The risk of catching the virus at one metre is 2.6 per cent, compared with 1.3 per cent at two metres. But this can be cut dramatically by other measures such as wearing face masks or taking regular breaks.

Scientists have drawn up a list of imaginative new ways to make it safer for people to work or socialise within one metre of each other.

Mr Johnson has also been spurred by grim predictions of firms going to the wall with millions of job losses under current guidelines.

The move could be timed for when the hospitality trade reopens in July.

Mr Johnson is expected to make the cut conditional on a continued fall in the infection rate and bosses agreeing to alternative regulations.

Tory MPs and ministers have warned only a third of pubs, restaurants and cafes will open for business if the two-metre rule stays in place.

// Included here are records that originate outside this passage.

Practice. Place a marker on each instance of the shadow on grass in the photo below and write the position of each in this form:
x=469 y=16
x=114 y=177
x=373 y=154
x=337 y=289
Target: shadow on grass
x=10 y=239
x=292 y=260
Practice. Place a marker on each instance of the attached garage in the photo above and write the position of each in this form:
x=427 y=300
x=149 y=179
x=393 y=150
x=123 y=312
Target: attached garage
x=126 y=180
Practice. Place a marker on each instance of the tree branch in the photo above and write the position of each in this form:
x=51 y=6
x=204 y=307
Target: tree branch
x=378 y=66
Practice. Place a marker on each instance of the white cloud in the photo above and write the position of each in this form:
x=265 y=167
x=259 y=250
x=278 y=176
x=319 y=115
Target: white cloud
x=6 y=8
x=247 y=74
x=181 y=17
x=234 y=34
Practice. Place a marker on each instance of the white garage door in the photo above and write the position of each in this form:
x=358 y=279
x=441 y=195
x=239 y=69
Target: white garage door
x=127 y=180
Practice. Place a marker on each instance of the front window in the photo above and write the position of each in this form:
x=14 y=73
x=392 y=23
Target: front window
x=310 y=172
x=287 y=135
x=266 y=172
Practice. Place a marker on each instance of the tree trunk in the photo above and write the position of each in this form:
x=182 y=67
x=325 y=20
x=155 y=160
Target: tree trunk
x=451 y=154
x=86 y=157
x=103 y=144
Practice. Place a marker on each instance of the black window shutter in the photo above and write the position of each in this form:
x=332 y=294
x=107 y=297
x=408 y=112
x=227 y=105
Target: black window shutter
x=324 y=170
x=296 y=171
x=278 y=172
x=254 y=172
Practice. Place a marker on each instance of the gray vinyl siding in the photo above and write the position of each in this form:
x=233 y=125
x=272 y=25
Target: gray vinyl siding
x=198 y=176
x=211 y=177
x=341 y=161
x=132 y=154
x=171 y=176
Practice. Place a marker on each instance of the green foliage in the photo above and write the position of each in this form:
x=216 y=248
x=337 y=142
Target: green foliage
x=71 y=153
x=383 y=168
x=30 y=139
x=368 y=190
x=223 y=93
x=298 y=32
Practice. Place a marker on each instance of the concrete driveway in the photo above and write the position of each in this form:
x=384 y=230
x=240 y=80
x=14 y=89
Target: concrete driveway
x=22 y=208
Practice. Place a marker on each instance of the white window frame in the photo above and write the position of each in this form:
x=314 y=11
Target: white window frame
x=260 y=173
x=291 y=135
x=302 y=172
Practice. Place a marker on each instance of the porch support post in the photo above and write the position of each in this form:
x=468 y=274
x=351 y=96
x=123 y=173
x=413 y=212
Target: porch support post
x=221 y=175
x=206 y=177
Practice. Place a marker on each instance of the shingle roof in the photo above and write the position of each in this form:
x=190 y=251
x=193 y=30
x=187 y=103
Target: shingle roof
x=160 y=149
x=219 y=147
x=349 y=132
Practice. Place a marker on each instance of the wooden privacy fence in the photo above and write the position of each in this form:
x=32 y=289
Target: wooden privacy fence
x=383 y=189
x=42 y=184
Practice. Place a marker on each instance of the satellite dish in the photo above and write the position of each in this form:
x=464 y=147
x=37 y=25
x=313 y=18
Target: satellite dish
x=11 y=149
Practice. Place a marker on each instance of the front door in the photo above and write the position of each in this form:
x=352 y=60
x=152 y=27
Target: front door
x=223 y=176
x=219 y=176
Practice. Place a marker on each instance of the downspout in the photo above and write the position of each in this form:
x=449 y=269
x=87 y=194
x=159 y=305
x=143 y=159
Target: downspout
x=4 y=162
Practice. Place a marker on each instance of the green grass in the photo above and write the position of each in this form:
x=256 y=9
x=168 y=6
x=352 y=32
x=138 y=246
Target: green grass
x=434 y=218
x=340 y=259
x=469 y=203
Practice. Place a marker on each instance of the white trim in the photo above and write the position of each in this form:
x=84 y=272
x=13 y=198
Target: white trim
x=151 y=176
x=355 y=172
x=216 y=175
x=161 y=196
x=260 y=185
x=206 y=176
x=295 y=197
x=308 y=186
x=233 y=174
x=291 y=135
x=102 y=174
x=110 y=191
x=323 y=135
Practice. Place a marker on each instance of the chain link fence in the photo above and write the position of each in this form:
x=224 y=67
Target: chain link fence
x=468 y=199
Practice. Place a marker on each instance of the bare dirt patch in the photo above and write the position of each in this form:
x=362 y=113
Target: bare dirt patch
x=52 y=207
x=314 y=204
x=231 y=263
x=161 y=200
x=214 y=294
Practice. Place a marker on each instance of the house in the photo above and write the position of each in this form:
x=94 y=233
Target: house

Last month former Tory leader Iain Duncan Smith claimed Britain needed to slash the distance people must be apart to get the nation back in work.

The prominent backbencher warned unemployment depends on how quickly the economy starts back up again.

He said: “We need to get that moving as quick as possible and I’ve certainly been arguing that for some weeks now.

“We’re the only country certainly in Europe that I know of that uses the two-metre rule.

“I think when it comes to the hospitality sector, I think we do need to look at it very carefully.

“So we do need to look at how they manage that process and give them some flexibility.”

Current Government guidance says you must be two metres away from anyone not in your household.

The World Health Organisation recommends at least one metre, which is the rule followed in Spain, Italy, Austria, Finland, Sweden and Norway.

In Germany, Poland and the Netherlands the distance is 1.5 metres, with just the UK, Switzerland and US staying two metres apart.